Il se blâmait de ne pas avoir été plus agile. Il aurait déjà dû faire arrêter Leonardo par la Sainte Inquisition. Mais il ne savait pas quelles seraient les réactions des amis de Leonardo, des gens très influents dans la ville. Si ces hommes restaient du côté de Leonardo, que pouvait-il faire? Les arrêter à tous?
Il se souvient de sa campagne contre les francs-maçons de l'île de Madeira, dont il était originaire. Quand ils commencèrent les persécutions et les arrêts, ils ne s'arrêtèrent plus. Dû à l’œuvre des tortures, l'un accusait l'autre. À la fin, s'ils auraient arrêté tout le monde, tous les habitants de l'île seraient en prison. Il ne pouvait pas procéder de la même façon. Voilà pourquoi il avait fait attention, mais maintenant rien de cela n'avait de l'importance.
Il demande à son serviteur encore une bouteille de vin. Peut-être qu'en ralentissant encore plus son cerveau, il saurait quoi faire. Il se rapprocha de deux servantes de la maison pour demander des informations. Mais les pauvres ne savaient que ce qu'il savait: que sa demoiselle avait voyagé, mais on ne savait pas vers où.
Quand son serviteur lui amène la bouteille, Torres se dépêche de lui tendre sa tasse. Quand elle est pleine, il la boit d'une seule gorgée et la tend de nouveau. Le servant fait un mouvement de la tête, comme s'il allait dire quelque chose. Torres secoue la tasse devant le garçon et il abandonne. Il la remplit de nouveau et se retire en faisant une révérence. L'archevêque tambourine la table de ses doigts, tourne la bague qui est symbolique de son pouvoir avec la main opposé, s'adosse dans sa chaise et boit de nouveau sa tasse entière. Cette fois-ci, il la remplit de lui-même.

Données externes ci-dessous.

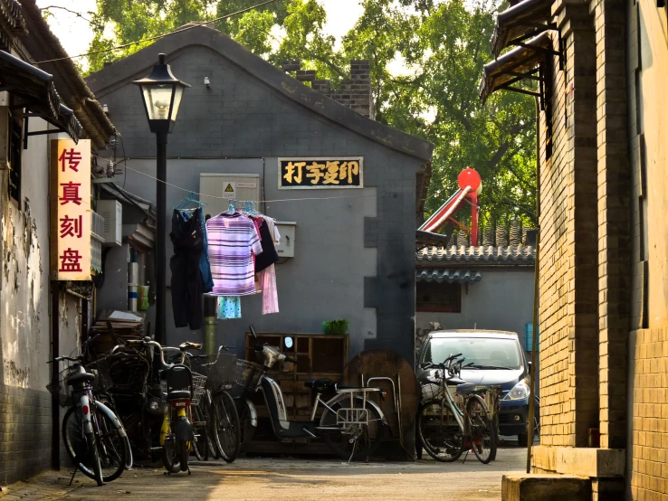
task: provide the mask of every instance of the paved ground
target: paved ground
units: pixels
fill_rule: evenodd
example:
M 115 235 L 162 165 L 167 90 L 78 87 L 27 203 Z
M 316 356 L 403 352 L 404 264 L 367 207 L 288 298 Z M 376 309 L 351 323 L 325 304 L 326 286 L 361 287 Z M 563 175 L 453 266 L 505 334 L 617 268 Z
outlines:
M 161 469 L 134 468 L 98 487 L 78 473 L 68 487 L 66 472 L 47 472 L 3 488 L 2 501 L 18 499 L 188 499 L 235 501 L 271 499 L 501 499 L 501 476 L 520 472 L 526 449 L 500 449 L 496 461 L 482 465 L 472 454 L 466 462 L 345 463 L 290 458 L 240 458 L 231 465 L 195 463 L 192 475 L 163 475 Z M 426 456 L 426 455 L 425 455 Z

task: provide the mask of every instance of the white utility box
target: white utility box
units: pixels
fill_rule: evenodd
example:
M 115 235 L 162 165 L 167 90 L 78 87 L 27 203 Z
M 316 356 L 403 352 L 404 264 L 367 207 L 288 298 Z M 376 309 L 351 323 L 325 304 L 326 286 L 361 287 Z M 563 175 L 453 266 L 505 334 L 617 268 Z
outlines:
M 231 200 L 260 202 L 260 175 L 259 174 L 200 174 L 199 193 L 200 202 L 206 205 L 202 209 L 205 216 L 210 214 L 217 216 L 230 207 Z M 221 198 L 214 198 L 221 197 Z M 261 211 L 259 203 L 255 210 Z
M 98 200 L 96 211 L 104 218 L 102 234 L 104 245 L 120 245 L 123 240 L 123 206 L 118 200 Z
M 297 223 L 292 221 L 277 221 L 276 228 L 281 233 L 281 243 L 276 246 L 276 251 L 282 258 L 294 258 L 294 234 Z

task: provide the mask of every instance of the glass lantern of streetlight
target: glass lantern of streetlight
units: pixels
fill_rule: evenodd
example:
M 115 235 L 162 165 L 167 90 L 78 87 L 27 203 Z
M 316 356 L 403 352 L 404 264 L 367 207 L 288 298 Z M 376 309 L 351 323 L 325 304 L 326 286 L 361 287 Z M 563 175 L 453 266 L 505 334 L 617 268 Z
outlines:
M 141 90 L 151 132 L 171 132 L 181 105 L 183 90 L 190 86 L 172 74 L 171 68 L 165 63 L 165 54 L 158 54 L 157 64 L 153 67 L 150 75 L 132 83 Z

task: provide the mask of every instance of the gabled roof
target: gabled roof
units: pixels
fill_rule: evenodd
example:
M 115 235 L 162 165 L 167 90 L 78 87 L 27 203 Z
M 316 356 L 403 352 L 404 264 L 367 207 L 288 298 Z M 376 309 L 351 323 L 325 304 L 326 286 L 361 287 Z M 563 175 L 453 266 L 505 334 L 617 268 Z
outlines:
M 508 247 L 429 247 L 415 252 L 415 264 L 434 266 L 441 261 L 444 266 L 470 264 L 527 264 L 533 265 L 536 250 L 530 246 Z
M 430 160 L 432 157 L 434 145 L 431 143 L 367 118 L 307 87 L 247 51 L 226 34 L 205 25 L 161 38 L 148 47 L 91 74 L 87 82 L 94 92 L 102 95 L 105 90 L 119 82 L 143 77 L 147 69 L 155 64 L 157 53 L 164 52 L 168 58 L 169 54 L 194 45 L 208 47 L 300 106 L 360 136 L 422 160 Z
M 34 0 L 21 0 L 21 5 L 28 29 L 28 34 L 22 35 L 21 42 L 35 61 L 67 58 L 65 49 L 49 28 Z M 97 148 L 104 148 L 110 137 L 118 136 L 119 133 L 72 60 L 62 59 L 43 64 L 37 62 L 33 64 L 53 76 L 53 83 L 62 100 L 74 112 L 83 127 L 85 137 L 90 137 Z
M 551 17 L 552 0 L 523 0 L 499 13 L 490 43 L 491 53 L 499 57 L 509 45 L 544 32 Z

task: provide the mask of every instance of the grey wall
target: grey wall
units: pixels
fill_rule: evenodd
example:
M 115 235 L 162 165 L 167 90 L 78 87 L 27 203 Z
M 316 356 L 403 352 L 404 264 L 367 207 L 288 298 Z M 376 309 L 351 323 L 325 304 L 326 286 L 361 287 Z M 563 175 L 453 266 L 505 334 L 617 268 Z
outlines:
M 524 346 L 524 325 L 533 321 L 533 269 L 481 269 L 482 279 L 462 286 L 461 313 L 418 312 L 416 327 L 438 322 L 444 329 L 497 329 L 516 332 Z
M 243 320 L 219 322 L 218 340 L 241 348 L 250 323 L 261 330 L 320 332 L 321 321 L 345 317 L 351 356 L 385 347 L 412 361 L 415 171 L 423 162 L 310 111 L 206 47 L 186 47 L 167 61 L 175 75 L 193 85 L 169 137 L 170 183 L 198 191 L 200 173 L 264 173 L 267 200 L 323 199 L 267 204 L 269 215 L 297 222 L 296 257 L 277 267 L 281 313 L 262 317 L 259 298 L 243 298 Z M 138 68 L 133 78 L 148 71 Z M 131 80 L 93 90 L 122 134 L 132 158 L 128 165 L 154 175 L 155 137 Z M 279 191 L 276 157 L 289 156 L 362 156 L 367 187 Z M 152 180 L 129 170 L 127 175 L 127 189 L 155 200 Z M 168 188 L 167 208 L 182 196 Z M 347 198 L 324 200 L 332 196 Z M 174 343 L 198 336 L 186 329 L 168 332 Z

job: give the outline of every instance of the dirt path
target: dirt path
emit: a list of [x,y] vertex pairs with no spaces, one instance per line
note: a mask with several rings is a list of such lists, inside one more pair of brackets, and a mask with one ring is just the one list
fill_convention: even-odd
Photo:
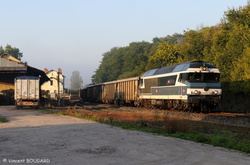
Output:
[[37,111],[0,107],[0,164],[246,165],[250,156],[220,147],[128,131]]

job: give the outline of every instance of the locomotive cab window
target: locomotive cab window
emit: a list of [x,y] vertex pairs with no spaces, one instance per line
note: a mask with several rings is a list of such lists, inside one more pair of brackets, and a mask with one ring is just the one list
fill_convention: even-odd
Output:
[[159,78],[159,86],[169,86],[169,85],[175,85],[177,76],[168,76],[168,77],[160,77]]
[[188,82],[216,83],[219,82],[219,79],[219,73],[182,73],[180,75],[180,81]]

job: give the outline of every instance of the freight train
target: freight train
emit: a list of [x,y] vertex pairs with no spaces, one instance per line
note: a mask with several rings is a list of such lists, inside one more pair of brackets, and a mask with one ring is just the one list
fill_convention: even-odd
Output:
[[220,72],[204,61],[147,71],[141,77],[91,84],[79,94],[84,102],[211,112],[221,101]]

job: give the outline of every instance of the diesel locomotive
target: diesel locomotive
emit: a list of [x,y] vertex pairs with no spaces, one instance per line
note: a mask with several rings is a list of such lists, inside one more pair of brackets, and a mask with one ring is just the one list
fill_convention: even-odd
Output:
[[80,90],[87,102],[211,112],[221,101],[220,72],[204,61],[191,61],[147,71],[133,77]]

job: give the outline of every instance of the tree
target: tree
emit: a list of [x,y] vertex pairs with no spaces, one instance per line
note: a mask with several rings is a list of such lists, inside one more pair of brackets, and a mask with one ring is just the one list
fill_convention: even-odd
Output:
[[3,47],[0,47],[0,53],[8,53],[11,56],[15,57],[18,60],[21,60],[21,58],[23,57],[23,53],[20,52],[20,50],[16,47],[12,47],[11,45],[6,45],[5,48],[3,49]]
[[82,87],[83,81],[78,71],[72,72],[70,83],[71,83],[71,89],[80,89]]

Bárbara est peut-être allé visiter sa grand-mère. Si c'est vrai, il ne verra pas dans les prochains mois. Il pense que Leonardo l'a peut-être envoyé dans un quelconque couvent. Mais il expulse cette idée de ses pensées. Leonardo ne l’enverrait pas dans un endroit où il existerait son influence. Peut-être était-elle allée faire des achats dans une plus grande ville. Lisbonne. Peut-être Paris. Mais non, elle n'irait pas seule. De l'information qu'il a obtenue, seul Jonas l'a accompagné. Et il était revenu. Si c’était ce cas de figure, il l'aurait accompagné et elle serait revenue avec lui.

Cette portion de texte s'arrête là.